Latin Kings conspiracy trial begins in federal court
A war between two local gangs that lead to the shooting deaths of two men outside a Griffith restaurant in 2007 started when the wrong person was killed, a Latin Kings gang member testified Tuesday in federal court.
Jose Zambrano, 32, of Sauk Village, Ill., spent the beginning of co-defendant Martin Anaya’s trial at U.S. District Court in Hammond telling a jury how the Latin Kings operate in Chicago, including a leadership structure that rivals the military and an intense rivalry against other gangs.
Anaya, of Chicago, is on trial for charges of taking part in the racketeering conspiracy of the Latin Kings, dealing vast amounts of drugs and murdering Christina Campos, an Illinois woman. Most of the 22 other defendants charged in the case have already pleaded guilty, and many are expected to testify against Anaya, including Highland resident Alexander Vargas, whom Zambrano described as one of the regional leaders, or Incas, of the Latin Kings.
The 2007 Griffith double homicide started after Vargas’ brother was shot and killed in October 2006. Zambrano, who was a regional enforcer and reported directly to Vargas, told the jury that Vargas’ brother and a friend were standing outside a house talking to a Latin King member when someone in a car pulled up and started shooting. Vargas’ brother and the friend both died, but the Latin King member, who Zambrano said was the actual target of the shooting, escaped unscathed.
Vargas was especially upset, Zambrano said, because his brother was not involved with the Latin Kings. The leader called a meeting at his house, crying before his fellow members and telling them how he couldn’t sleep at night. He wanted blood, but not just any would do. Zambrano said Vargas wanted to see the leaders of the Latin Dragons, who they believed called for the shooting, die.
“It was basically an all-out war,” Zambrano said.

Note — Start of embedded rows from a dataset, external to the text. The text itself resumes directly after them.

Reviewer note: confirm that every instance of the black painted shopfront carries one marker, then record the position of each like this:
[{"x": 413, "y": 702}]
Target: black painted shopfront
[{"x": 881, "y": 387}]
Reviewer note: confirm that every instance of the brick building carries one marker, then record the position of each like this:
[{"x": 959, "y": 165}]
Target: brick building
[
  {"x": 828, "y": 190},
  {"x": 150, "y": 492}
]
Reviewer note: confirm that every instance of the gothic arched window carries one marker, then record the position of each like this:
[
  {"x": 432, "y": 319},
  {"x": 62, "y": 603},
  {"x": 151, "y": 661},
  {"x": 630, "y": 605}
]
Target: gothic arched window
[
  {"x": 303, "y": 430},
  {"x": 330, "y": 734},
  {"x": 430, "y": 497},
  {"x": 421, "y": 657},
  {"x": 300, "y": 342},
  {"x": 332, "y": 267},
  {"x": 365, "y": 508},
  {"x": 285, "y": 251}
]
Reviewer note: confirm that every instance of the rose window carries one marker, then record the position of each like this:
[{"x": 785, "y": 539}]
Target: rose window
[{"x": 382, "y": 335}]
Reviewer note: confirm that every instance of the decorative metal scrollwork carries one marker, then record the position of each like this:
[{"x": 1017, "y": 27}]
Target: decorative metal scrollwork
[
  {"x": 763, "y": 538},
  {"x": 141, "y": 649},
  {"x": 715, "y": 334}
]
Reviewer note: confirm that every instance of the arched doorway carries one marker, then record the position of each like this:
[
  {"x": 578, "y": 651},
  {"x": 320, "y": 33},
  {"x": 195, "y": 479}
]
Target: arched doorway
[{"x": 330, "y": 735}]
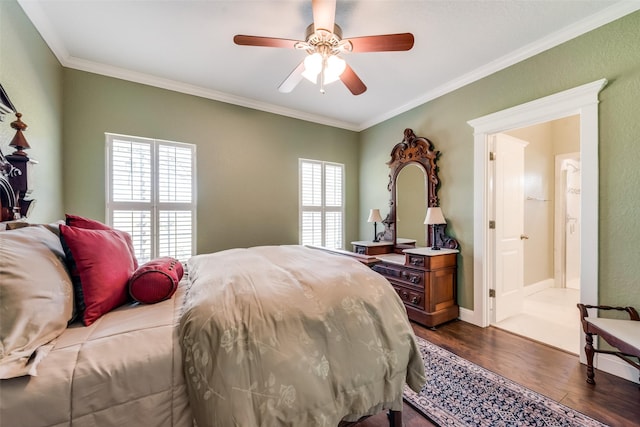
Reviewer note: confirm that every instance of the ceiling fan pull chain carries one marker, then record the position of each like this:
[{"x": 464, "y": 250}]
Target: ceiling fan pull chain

Another Latin Kings member, Brandon Clay, did shoot and kill a Latin Dragons member in November 2006, Zambrano said, but that wasn’t enough for Vargas because the man, Edward Delatorre, was considered a low-level member. Instead, he kept pushing a hit list of known leaders of the Latin Dragons, and Zambrano said at one point he and another gang member made a bet that whoever killed a Latin Dragons leader first would get a free steak dinner from the other person.
They finally got their chance when they received word that James Walsh and fellow Latin Dragons leader Gonzalo Diaz would attend a birthday party at what was then Sopranos restaurant in Griffith in February 2007. The two men, along with three other defendants, waited several hours before Diaz and Walsh came out.
“We pulled up and road-blocked the car,” Zambrano said.
Clay and co-defendant Jermaine Ellis both got out, with Clay shooting Walsh and Ellis shooting Diaz, Zambrano said.
The men left but were soon chased by police. They made their way to an alley off of Calumet Avenue, where they jumped out of the car and ran. Zambrano said he escaped by hiding for several hours in the snow under a bush.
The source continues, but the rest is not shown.